Summer is my favorite time to reset and recharge. There’s plenty of time to rest and change things you aren’t loving about your life. This weekend after listening to my first episode of the Him & Her podcast, (hosted by The Skinny Confidential AKA Lauryn Evarts Bostick and her husband Michael Bostick) I was inspired by some of the ideas they brought up involving how they consume social media.
Something Lauryn said that really stood out to me in this particular episode is that she only allows herself to view five Instagram stories a day! Can you even imagine? (The amount of self-control!) How much more time in the day would I have if I stopped watching the Instagram stories of anyone I find remotely interesting? She even said she doesn’t scroll through her Twitter timeline!

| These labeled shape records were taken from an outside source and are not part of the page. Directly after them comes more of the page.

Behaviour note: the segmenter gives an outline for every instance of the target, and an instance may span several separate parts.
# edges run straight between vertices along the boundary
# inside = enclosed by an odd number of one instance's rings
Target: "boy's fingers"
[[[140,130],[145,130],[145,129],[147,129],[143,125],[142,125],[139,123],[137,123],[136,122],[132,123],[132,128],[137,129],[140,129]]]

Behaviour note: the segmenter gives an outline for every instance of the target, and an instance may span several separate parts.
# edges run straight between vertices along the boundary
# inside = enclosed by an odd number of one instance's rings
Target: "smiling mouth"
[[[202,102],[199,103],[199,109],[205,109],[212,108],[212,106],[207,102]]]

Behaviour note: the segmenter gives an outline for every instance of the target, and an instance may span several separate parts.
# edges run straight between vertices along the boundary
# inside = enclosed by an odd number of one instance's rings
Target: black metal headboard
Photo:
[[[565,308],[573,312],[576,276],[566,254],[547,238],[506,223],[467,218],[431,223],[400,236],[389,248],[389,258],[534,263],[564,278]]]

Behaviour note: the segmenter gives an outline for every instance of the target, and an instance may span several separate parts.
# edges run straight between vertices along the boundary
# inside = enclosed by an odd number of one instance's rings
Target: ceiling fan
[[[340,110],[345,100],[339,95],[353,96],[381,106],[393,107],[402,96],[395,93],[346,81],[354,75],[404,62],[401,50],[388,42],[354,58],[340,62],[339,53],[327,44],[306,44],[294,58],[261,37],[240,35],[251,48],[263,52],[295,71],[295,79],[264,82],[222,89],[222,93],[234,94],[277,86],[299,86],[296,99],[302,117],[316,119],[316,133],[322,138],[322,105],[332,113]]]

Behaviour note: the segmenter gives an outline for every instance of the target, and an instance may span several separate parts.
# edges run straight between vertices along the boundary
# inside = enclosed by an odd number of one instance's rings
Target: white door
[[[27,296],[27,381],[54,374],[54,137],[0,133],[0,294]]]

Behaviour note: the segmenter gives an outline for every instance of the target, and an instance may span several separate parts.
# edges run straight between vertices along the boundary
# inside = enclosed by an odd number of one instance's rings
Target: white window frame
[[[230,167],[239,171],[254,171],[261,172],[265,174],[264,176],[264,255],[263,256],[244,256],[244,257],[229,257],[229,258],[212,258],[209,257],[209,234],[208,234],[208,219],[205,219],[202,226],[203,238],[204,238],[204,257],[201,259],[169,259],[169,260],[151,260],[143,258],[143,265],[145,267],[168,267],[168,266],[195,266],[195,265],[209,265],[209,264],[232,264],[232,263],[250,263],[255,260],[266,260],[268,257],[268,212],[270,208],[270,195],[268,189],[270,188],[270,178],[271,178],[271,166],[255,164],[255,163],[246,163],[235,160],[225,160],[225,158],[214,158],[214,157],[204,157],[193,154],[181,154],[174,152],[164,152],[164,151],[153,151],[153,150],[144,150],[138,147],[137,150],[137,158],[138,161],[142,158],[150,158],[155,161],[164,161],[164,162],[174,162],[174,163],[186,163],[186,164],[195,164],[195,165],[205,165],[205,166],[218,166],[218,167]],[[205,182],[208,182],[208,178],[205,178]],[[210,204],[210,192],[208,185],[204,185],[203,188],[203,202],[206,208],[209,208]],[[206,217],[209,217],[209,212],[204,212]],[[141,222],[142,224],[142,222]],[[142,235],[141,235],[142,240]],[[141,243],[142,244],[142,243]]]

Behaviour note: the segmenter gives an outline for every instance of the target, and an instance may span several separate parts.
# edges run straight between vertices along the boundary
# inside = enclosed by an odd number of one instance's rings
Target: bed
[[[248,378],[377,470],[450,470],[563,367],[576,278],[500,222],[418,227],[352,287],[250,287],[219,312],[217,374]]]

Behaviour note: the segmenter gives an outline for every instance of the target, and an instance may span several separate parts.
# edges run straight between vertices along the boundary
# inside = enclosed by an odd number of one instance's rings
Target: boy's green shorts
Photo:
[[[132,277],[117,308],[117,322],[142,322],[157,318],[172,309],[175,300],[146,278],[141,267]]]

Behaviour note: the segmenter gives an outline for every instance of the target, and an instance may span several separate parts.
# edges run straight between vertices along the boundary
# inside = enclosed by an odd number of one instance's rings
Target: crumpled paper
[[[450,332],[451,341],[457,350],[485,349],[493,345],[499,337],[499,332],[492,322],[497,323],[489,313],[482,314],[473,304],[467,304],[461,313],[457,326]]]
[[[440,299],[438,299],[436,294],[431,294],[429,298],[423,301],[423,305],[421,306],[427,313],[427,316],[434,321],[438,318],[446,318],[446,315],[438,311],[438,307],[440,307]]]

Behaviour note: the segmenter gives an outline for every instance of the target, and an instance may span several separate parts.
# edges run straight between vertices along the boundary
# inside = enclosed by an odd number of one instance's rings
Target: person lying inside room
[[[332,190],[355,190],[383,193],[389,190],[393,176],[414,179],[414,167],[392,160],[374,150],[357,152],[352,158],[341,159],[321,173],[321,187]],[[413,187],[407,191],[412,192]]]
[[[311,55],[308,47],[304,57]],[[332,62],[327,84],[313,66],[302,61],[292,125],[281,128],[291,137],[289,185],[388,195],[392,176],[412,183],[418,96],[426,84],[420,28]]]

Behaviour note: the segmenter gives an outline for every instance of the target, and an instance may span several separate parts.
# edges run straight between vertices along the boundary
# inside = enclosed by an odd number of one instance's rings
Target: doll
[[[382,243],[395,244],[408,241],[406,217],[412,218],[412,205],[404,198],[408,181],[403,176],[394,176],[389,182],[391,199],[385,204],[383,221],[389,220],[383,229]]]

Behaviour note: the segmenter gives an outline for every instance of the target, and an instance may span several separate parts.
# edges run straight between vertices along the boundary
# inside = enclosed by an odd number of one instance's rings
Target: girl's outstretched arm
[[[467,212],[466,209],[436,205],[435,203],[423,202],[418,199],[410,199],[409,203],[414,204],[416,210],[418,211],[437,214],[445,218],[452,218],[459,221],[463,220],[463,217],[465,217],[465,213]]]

This got me thinking. Although I have done a social media detox in the past where I go offline for a couple of weeks (which I highly recommend), I don’t want to do that this time. It’s summertime and I love seeing what my college friends and favorite bloggers are up to. I don’t want to go off of Instagram or Twitter right now but could benefit from Marie Kondo-ing my feeds so that I only see content from accounts I really care about.
After considering all of this, I sat down and spent about an hour listening to a podcast episode (can you see a pattern here?) and unfollowing a bunch of accounts on Instagram, as well as on Twitter! I’m reading this over again and it all sounds pretty drastic. This is not something to be done out of pettiness or to @ anyone. So let’s talk about this.
Why bother cleansing your timelines?
Well for one thing, by purging your social media timelines you’re saving your own time later on down the line. You’re ensuring that what appears on your timelines is what matters to you and serves you best.
Choosing to unfollow people you’re no longer connected to or accounts that no longer bring you joy can be a form of self-care. You only have so much time in a day. And if you’re like most people, you’re probably not going to log off of Instagram for the next month to give yourself a break from the nonstop stream of content.
By unfollowing accounts and making your timeline only what you care about, you make it right for you. What do you wanna see when you log on? I want to see my best friends (the ones I either see in real life or like to keep in touch with), my favorite bloggers, some accounts about my city, and even some accounts about positivity. This is my preference, and I encourage you to consider what your ideal social media timeline looks like.
I used to get somewhat offended when people I perceived to be close to me unfollowed me. Now I understand that a follow on social media really doesn’t matter in the grand scheme of things. People follow and unfollow accounts every day, so an unfollow is likely not intended to be a personal attack. Often, this action is meant to be personal at all.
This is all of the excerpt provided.